Before we go further, let’s look at the test results for caching Java objects now. For Java objects caching, I ran tests for 100K, 500K, 1 million, 2 million, and 5 million entries, since each Java object is much smaller than the 10KB data we used in previous test. The following results are for off-heap storage:
count=100000; size=100000; write=4336; read=4475
count=500000; size=500000; write=16060; read=19291
count=1000000; size=1000000; write=29587; read=36663
count=2000000; size=2000000; write=57830; read=73778
count=5000000; size=4777740; write=147139; read=178364
Ok, what’s wrong with last line? We set to create 5 million entries, and after we entered 5 million entries into the map, the map size showed only 4,777,740 entries. Well, in the code above, we have set the max size for the hash map to be 5 million entries, and when we hit the limit, the eviction policy kicked in. Using the LRU (least recently used) algorithm, some entries (2% as set in our code) have been evicted.
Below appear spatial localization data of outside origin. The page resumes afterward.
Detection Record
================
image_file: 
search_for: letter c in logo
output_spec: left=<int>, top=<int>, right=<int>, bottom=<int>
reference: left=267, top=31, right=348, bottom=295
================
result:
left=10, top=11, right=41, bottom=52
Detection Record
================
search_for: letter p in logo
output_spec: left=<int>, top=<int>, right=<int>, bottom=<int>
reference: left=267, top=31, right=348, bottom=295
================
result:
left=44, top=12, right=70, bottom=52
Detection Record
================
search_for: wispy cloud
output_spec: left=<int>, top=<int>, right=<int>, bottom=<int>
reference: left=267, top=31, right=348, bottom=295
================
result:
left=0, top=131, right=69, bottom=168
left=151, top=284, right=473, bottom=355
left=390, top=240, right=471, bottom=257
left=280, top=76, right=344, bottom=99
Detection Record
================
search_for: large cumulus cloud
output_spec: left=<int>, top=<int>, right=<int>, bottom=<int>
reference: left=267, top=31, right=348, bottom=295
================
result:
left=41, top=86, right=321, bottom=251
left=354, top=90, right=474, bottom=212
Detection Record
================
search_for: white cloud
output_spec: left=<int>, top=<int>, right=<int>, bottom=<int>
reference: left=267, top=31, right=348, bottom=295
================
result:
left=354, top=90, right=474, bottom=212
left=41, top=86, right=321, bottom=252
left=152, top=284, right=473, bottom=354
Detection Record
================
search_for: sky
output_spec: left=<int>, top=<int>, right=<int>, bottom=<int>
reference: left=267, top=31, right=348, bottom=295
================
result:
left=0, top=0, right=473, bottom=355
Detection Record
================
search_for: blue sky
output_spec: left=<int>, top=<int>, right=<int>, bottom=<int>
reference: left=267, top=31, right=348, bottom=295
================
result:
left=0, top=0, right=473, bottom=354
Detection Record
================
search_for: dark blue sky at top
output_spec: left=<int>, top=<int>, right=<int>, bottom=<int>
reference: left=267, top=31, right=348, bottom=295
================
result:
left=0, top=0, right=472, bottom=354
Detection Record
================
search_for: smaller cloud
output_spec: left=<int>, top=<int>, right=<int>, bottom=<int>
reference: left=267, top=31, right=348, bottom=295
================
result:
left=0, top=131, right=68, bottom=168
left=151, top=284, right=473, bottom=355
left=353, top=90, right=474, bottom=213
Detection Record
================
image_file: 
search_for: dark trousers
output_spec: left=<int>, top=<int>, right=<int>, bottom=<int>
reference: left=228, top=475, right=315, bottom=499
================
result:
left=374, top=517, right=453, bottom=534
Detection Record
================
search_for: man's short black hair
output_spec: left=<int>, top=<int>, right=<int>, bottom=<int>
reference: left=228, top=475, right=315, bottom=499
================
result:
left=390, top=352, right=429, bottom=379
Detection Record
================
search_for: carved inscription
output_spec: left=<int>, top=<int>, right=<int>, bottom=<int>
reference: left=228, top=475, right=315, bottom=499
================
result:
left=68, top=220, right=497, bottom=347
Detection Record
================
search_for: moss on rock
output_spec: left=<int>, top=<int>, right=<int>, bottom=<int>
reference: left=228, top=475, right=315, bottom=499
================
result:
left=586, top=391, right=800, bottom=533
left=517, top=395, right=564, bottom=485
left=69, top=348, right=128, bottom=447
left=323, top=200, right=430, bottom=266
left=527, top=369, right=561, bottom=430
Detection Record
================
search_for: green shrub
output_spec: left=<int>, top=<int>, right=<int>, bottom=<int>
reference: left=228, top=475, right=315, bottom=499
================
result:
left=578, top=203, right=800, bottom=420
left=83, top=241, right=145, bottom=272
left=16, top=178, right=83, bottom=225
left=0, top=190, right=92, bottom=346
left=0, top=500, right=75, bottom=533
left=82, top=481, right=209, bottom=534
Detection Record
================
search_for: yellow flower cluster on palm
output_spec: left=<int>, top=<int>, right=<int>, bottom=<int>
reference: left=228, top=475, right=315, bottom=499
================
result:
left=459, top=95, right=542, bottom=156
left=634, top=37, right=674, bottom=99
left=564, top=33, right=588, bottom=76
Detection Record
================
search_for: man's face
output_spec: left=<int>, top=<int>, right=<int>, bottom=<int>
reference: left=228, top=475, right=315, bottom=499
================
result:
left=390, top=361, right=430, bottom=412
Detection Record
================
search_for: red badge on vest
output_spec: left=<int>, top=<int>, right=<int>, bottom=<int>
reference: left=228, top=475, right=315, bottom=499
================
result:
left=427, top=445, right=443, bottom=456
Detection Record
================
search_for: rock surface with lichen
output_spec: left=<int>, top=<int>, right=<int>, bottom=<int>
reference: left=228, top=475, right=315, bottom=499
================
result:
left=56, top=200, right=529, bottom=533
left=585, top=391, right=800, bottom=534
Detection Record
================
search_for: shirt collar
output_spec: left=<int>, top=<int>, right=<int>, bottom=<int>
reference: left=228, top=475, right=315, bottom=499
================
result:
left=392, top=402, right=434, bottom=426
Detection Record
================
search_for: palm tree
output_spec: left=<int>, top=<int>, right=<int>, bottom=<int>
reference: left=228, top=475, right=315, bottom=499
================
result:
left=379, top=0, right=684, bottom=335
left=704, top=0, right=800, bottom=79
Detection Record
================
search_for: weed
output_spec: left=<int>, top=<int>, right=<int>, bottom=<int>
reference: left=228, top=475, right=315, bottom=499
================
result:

Nevertheless, I was a bit surprised how early the eviction process kicked in.
Therefore, the write time in the last line is for writing 5 million entries, and the read time is for reading only 4,777,740 entries.
In the test above, there’s another thing that we want to plan carefully, when we use off-heap memory for caching Java objects. We set the chunk size to 1KB in our configuration, but the Java objects that we put in the cache is significantly smaller than 1KB. Therefore, in this case, we have wasted quite a bit of memory. We can certainly set the chunk size to a smaller value, but in the cost of more management overhead.
And here are the results for on-heap storage:
count=100000; size=100000; write=4084; read=3998
count=500000; size=500000; write=14763; read=19074
count=1000000; size=1000000; write=29877; read=36636
count=2000000; size=2000000; write=59254; read=73251
count=5000000; size=4712401; write=141923; read=167874
Ah, as we can see, storing Java objects in off-heap memory is slower. Well, this is, somewhat, not a surprise, as the Java object must be serialized before storing into off-heap memory, and must be deserialized when it is read back. We used the default serialization mechanism provided by Java in this test, which might not be the most efficient way. It would be interesting to compare with other serialization mechanisms.
It would be also interesting to see how Hazelcast behaves when we reach tens of millions, or even hundreds of millions, of entries. Again, I don’t have the hardware necessary to perform the test.
Like I said from the beginning, this test is far from scientific. I did the test to get an idea of how well my own implementation of off-heap storage for Hazelcast performs. The implementation in the Hazelcast enterprise version might have a more efficient algorithm, and the test results might be completely different. Besides, the enterprise version also comes with a very nice management console (ok, that is just my impression from the published documentation and screenshots, I have no first-hand experience).
Another lesson learned is, using off-heap storage is better for storing objects that are larger than 1KB, or whatever chunk size you decide to use. Obviously, you need to find a balance between management overhead and memory wasting.
At the end, Hazelcast is a very nice framework to use in your project. Simple, elegant.